Alla luce di questo percorso, l’autoritratto del 1891 appare come il punto di partenza di un’intera visione del mondo. Il giovane che si ritrae nel proprio studio è già l’uomo che, anni dopo, saprà raccontare la guerra con pietà e lucidità. La coerenza del suo sguardo è sorprendente: da subito, Costantini rifiuta il decorativismo, l’autocelebrazione, l’accademismo. Preferisce la realtà concreta, il corpo vivo delle cose, la tensione silenziosa dei luoghi. L’atelier, in questo caso, non è semplice spazio di lavoro, ma proiezione di un’identità: è lì che si compone la vocazione dell’artista, non come missione superiore, ma come pratica quotidiana, umile, necessaria.

Il dipinto, oggi finalmente rivelato, è una chiave di lettura, un documento storico e poetico.
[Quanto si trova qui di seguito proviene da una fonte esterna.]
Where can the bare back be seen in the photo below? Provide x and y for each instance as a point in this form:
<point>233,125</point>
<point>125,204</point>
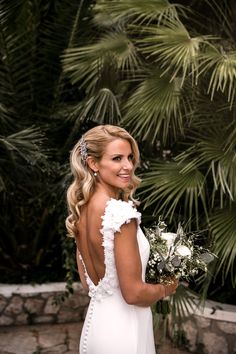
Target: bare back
<point>89,239</point>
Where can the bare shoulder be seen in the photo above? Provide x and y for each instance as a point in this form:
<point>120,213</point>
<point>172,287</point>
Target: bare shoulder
<point>97,204</point>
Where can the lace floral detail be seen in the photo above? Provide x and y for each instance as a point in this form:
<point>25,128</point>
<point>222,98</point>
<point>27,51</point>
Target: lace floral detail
<point>117,213</point>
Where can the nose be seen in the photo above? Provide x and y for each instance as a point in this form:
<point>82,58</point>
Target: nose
<point>128,165</point>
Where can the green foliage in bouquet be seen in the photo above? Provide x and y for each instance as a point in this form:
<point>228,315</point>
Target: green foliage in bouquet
<point>175,254</point>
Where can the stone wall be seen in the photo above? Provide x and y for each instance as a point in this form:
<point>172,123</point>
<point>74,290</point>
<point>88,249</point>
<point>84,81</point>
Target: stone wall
<point>211,329</point>
<point>26,304</point>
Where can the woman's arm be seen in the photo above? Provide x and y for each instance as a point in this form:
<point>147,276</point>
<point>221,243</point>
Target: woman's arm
<point>81,271</point>
<point>129,269</point>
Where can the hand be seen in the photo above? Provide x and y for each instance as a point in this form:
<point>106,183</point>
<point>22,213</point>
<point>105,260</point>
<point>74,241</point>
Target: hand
<point>170,285</point>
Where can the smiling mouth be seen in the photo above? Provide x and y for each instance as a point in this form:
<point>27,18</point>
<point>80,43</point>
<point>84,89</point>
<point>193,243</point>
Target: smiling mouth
<point>126,177</point>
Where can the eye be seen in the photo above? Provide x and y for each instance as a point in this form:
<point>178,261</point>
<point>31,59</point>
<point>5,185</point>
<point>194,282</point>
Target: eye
<point>116,158</point>
<point>131,157</point>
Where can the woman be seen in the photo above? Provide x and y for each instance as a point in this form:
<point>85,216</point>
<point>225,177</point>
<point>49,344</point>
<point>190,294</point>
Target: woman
<point>112,251</point>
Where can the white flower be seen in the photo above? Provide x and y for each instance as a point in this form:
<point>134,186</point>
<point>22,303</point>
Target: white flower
<point>169,237</point>
<point>183,251</point>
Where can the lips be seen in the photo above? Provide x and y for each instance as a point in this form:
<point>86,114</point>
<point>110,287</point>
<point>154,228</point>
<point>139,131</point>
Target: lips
<point>125,177</point>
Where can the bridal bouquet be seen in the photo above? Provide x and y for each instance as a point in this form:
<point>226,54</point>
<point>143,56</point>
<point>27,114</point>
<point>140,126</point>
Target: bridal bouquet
<point>174,255</point>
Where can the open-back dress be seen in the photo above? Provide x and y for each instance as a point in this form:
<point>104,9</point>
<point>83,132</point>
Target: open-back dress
<point>111,325</point>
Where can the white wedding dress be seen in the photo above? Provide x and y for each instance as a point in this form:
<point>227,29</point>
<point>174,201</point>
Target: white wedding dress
<point>112,326</point>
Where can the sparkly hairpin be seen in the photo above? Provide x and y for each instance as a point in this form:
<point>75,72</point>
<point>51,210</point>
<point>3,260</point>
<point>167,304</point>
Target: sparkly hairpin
<point>83,149</point>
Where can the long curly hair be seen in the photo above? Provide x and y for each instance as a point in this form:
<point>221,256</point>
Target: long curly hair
<point>83,185</point>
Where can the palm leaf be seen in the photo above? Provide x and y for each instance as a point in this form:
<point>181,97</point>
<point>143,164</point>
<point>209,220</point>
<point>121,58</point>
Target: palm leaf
<point>165,188</point>
<point>172,46</point>
<point>156,105</point>
<point>110,11</point>
<point>102,108</point>
<point>223,229</point>
<point>222,66</point>
<point>100,61</point>
<point>209,152</point>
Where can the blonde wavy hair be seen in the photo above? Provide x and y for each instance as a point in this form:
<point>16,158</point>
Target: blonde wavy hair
<point>83,185</point>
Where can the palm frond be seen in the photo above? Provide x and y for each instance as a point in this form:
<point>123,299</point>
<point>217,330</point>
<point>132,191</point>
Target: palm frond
<point>110,11</point>
<point>222,67</point>
<point>167,189</point>
<point>156,105</point>
<point>102,108</point>
<point>223,229</point>
<point>172,46</point>
<point>88,65</point>
<point>25,144</point>
<point>209,152</point>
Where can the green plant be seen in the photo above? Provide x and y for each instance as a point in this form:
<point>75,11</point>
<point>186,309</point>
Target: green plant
<point>168,75</point>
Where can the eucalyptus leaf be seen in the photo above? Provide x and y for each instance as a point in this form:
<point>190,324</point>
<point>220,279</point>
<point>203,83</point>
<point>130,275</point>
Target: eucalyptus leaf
<point>207,257</point>
<point>176,261</point>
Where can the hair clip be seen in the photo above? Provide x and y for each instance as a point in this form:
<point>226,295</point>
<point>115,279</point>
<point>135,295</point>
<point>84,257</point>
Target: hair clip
<point>83,149</point>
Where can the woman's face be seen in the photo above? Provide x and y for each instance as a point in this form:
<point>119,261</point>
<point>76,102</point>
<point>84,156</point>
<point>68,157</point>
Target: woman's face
<point>116,166</point>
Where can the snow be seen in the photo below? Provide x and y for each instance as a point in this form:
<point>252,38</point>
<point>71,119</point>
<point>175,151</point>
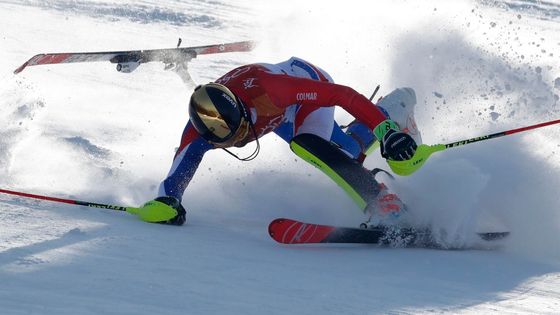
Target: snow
<point>85,131</point>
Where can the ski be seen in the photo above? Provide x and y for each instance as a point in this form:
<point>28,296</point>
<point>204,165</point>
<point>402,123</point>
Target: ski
<point>127,61</point>
<point>288,231</point>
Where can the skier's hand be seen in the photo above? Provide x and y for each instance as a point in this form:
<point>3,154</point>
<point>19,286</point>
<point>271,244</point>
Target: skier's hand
<point>395,144</point>
<point>398,146</point>
<point>165,209</point>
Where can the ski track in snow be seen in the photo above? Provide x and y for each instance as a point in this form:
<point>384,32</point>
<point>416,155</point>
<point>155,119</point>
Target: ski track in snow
<point>84,131</point>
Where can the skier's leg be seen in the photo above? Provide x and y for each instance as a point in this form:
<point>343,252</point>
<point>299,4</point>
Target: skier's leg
<point>321,142</point>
Racconta l’origine di uno sguardo, il momento esatto in cui un artista decide di non imitare, ma di essere. Costantini rifiuta le pose mondane di molti suoi colleghi, come Boldini, Sargent o De Nittis, e opta invece per l’essenziale, per la verità del proprio mestiere, per il il silenzio operoso del proprio atelier.